= Rail transport in Djibouti =

Rail transport in Djibouti is administered through the Ethio-Djibouti Standard Gauge Rail Transport Share Company, a bi-national company between Ethiopia and Djibouti to manage the only railway in Djibouti, the electrified standard gauge international Addis Ababa–Djibouti Railway. This railway opened on 1 January 2018 and replaced the international metre gauge railway from Djibouti's capital Djibouti City to the Ethiopian capital Addis Ababa, which was officially decommissioned in 2016.

== Addis Ababa–Djibouti Railway ==

Ethiopia and Djibouti's economies are reliant on each other with about 95 percent of all Ethiopian international trade going through Djibouti's port at the Port of Doraleh. The old metre gauge railway was almost defunct and unable to transport goods to and from Ethiopia to Djibouti for decades. In 2010, Ethiopia decided to build a new standard gauge railway. In 2011, one year after finalizing plans on a new national railway network, financing was secured for the Addis Ababa–Djibouti Railway and construction was awarded to Chinese construction firms. In October 2016 and January 2017, the railway was completed and inaugurated. The railway became operational on 1 January 2018. The physical railway of 759 km length alone did cost around US $3.5b (US $4m per km of railway) while the Exim Bank of China facilitated a package, that resulted in loans of about US $2.5b in total. Therefore, In 2013, loans totalling US$3 billion were secured from the Exim Bank of China, with US$2.4 billion going to the Ethiopian section of the railway and the balance to be spent in Djibouti. As the loans came from China, most contributing firms were from China.

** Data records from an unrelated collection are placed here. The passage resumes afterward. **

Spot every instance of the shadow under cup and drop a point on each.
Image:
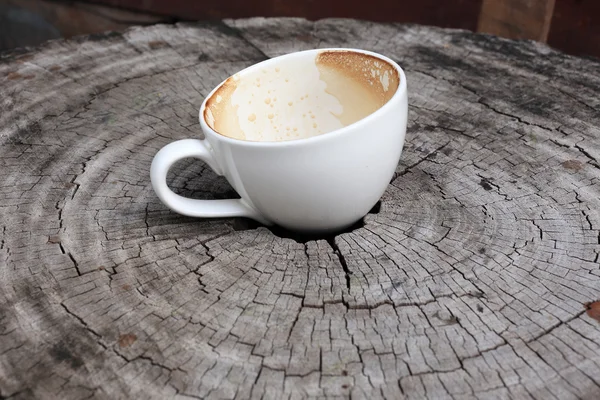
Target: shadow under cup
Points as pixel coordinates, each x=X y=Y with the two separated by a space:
x=299 y=96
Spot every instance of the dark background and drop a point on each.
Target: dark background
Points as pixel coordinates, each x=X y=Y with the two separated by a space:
x=572 y=26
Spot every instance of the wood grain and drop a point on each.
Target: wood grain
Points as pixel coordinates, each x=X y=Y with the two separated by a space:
x=517 y=19
x=476 y=278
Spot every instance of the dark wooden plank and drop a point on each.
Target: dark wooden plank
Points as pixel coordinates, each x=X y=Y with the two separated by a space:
x=576 y=27
x=449 y=13
x=516 y=19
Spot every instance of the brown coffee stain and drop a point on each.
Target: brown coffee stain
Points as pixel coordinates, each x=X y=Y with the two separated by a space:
x=593 y=310
x=361 y=82
x=218 y=107
x=157 y=44
x=359 y=67
x=127 y=340
x=573 y=165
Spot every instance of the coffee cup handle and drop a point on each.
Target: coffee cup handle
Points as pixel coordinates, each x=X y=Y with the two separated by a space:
x=193 y=148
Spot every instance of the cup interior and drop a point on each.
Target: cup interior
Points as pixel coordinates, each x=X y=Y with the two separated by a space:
x=301 y=95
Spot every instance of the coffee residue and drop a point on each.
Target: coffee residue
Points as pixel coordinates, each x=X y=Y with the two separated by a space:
x=361 y=82
x=344 y=87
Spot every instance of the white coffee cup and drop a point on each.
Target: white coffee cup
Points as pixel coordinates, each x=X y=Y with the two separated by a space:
x=308 y=182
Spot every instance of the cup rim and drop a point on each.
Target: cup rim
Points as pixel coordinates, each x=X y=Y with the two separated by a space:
x=313 y=139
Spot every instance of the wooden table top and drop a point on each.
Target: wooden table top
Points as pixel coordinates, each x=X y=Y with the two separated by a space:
x=475 y=278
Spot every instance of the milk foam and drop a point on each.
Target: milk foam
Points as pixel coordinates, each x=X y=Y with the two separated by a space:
x=301 y=97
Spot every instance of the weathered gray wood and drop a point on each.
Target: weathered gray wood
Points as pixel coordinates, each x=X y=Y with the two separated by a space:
x=472 y=281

A total of 93 km of the railway is running on Djiboutian territory. It is a single track railway line along the entire Djiboutian share of the railway. It connects the border with Ethiopia at Guelile with the Port of Doraleh in the capital Djibouti City. The border crossing with Ethiopia at Guelile has no railway station, the first railway station on Djiboutian territory is at Ali Sabieh, 9 km inland. 81 km of the railway between the border post at Guelile and the Nagad railway station in the capital Djibouti City close to the Djibouti–Ambouli International Airport are electrified, standard operation happens with trains hauled by electric locomotives. The final stretch between the Nagad railway station and the Port of Doraleh (12.1 km) is non-electrified and only served by diesel locomotives to avoid interferences of loading / unloading cranes with the electric overhead catenary of an electrified railway.

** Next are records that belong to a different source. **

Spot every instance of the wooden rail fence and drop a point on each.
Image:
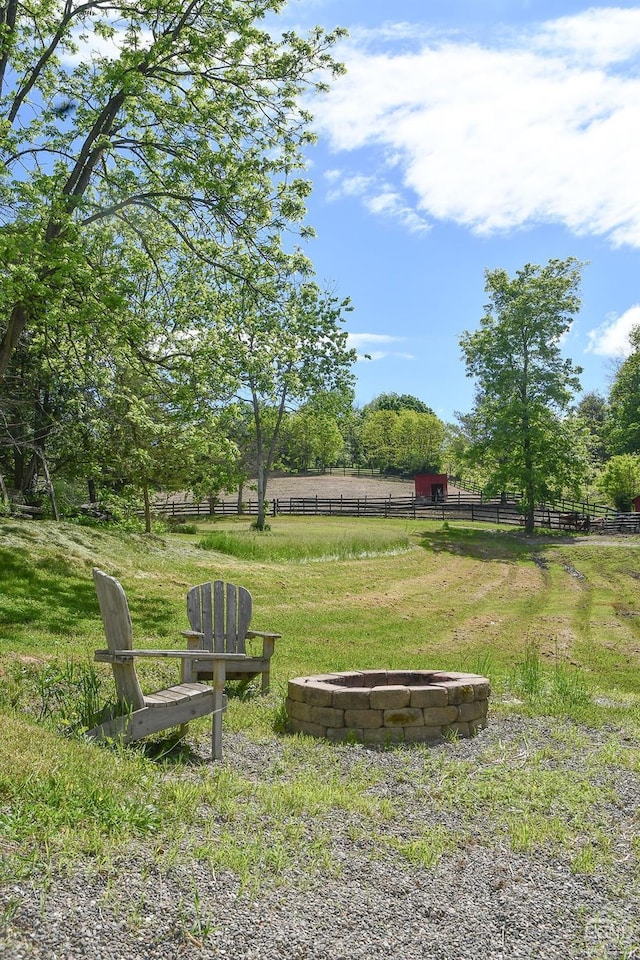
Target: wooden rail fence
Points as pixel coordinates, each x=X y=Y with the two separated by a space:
x=456 y=507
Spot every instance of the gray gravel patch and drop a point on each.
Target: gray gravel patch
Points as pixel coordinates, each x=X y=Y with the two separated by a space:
x=482 y=900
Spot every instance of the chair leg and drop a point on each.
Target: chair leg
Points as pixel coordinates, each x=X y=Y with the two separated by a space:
x=219 y=674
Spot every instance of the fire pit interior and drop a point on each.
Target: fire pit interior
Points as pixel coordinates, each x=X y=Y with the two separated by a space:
x=388 y=706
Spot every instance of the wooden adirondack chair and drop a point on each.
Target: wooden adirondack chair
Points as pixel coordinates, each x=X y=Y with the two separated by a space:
x=220 y=614
x=144 y=714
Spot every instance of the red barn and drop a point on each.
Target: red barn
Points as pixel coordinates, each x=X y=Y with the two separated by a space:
x=432 y=486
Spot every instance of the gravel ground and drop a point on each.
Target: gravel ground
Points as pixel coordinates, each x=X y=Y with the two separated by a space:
x=483 y=900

Along the line, Djibouti has a total of four railway stations:
- Ali Sabieh passenger & freight railway station, a single 300 m long boarding platform and a station building for passenger handling (ticketing, refreshments).
- Holhol passenger & freight railway station, a single 200 m long boarding platform and a station building for passenger handling (ticketing, refreshments).
- Nagad passenger & freight railway station, a single 300 m long boarding platform and a station building for passenger handling (ticketing, refreshments).
- Djibouti Port station, freight yard without passenger services in the non-electrified railway section, for collecting and assembling freight trains.
All trains stations have at least three tracks and could serve as passing loops on the single-track railway line. in addition, depots and maintenance facilities are located at the stations. The traction power for the overhead catenaries is delivered through three substations which are directly connected to the Ethiopian national grid.

As of January 2018, there is no domestic passenger traffic between Ali Sabieh, Holhol and Djibouti City, all trains are international trains from and to Ethiopia serving the Nagad and the Port train stations only.

== Proposed railways ==
- There is another major electrified standard gauge railway line proposed between Ethiopia and Djibouti, the Weldiya–Tadjoura Railway. That railway line was not expected to connect to the Addis Ababa–Djibouti Railway. The Weldiya–Tadjoura Railway was considered to connect Ethiopia through the border station at Galafi with the new Port of Tadjourah, the second-largest Djiboutian port for bulk goods (potash). This railway was postponed during the tendering process. Private potash-mining companies in Ethiopia are planning a privately financed and built freight railway instead, if the potash mining produces transportation volumes above 2 million tonnes annually. Such a privately financed railway would also be running from the border post at Galafi to the Port of Tadjourah. The Djiboutian section would be around 180 km long. The railway might be extended to the proposed Bridge of the Horns and Yemen later.
- An extension of the port section of the Addis Ababa–Djibouti Railway. This branch line would depart from Nagad train station then passing Camp Lemonnier and going to the border with Somaliland at the coast close to the villages of Damerjog / Loyada. Primary reason is another major Djiboutian port to be constructed at Damerjog. This branch line would be 15–20 km long. A later extension to Somaliland (Hargeisa, Berbera) might be possible.